Dr. Emma Reynolds: Longitudinal studies are imperative to gain insights into AI’s developmental trajectory and maintain a realistic perspective of its capabilities and limitations. Regularly testing AI models over time, especially post-update, would allow researchers to observe how these systems adapt and improve, akin to releasing software patches. such studies enable a comprehensive examination of AI’s evolution and what specific areas might need further progress or caution in request. This would particularly benefit predictive capabilities and error analysis in clinical environments, thereby fine-tuning AI deployment in medical diagnostics.
World Today News senior Editor: considering all the information and critiques surrounding this study, what would you say to medical professionals evaluating the integration of AI technologies in their practice?
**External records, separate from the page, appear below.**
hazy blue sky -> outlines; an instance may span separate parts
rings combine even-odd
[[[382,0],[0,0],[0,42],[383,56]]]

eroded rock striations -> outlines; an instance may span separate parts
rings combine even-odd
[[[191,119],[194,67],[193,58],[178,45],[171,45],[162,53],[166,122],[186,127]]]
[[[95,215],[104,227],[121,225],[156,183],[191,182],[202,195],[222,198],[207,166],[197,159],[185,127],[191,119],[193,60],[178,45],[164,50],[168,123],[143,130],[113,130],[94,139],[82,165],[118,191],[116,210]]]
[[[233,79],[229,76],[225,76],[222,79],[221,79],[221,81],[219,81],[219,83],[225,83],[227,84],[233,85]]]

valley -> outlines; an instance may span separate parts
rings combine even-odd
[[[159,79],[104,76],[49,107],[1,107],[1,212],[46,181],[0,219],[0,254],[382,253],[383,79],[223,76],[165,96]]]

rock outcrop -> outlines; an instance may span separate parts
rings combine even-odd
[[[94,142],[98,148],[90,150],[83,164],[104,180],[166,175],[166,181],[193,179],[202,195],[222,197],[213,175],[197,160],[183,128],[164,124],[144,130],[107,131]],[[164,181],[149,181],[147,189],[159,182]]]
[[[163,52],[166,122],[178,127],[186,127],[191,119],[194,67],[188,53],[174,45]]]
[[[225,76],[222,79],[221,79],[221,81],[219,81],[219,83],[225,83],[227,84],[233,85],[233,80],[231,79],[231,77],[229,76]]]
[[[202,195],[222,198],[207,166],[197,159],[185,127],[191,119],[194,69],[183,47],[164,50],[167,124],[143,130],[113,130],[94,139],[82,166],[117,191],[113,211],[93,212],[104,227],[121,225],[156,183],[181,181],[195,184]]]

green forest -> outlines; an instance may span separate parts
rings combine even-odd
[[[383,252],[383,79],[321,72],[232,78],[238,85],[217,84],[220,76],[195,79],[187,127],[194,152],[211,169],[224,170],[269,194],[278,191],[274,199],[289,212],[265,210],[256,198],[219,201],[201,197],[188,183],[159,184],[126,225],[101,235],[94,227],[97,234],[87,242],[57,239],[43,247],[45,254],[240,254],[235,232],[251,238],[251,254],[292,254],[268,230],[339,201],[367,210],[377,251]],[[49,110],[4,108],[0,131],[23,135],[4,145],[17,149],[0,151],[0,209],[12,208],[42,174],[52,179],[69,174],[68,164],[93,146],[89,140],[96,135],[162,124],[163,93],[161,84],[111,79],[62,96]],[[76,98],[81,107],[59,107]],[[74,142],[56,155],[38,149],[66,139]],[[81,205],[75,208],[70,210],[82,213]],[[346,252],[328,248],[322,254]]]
Dr. Emma Reynolds: Medical professionals should approach AI with a balanced perspective, acknowledging its remarkable potential and also its limitations. AI can substantially enhance diagnostic accuracy and efficiency by processing vast amounts of data quickly and spotting patterns that may escape human detection. Though, it’s crucial to remember that AI should complement, not replace, human expertise. Incorporating AI tools should be done thoughtfully, ensuring they are used as an extension of the clinician’s capabilities, particularly in text-processing tasks, to present comprehensive decision support tools while retaining the necessity for human oversight in interpreting nuanced clinical data.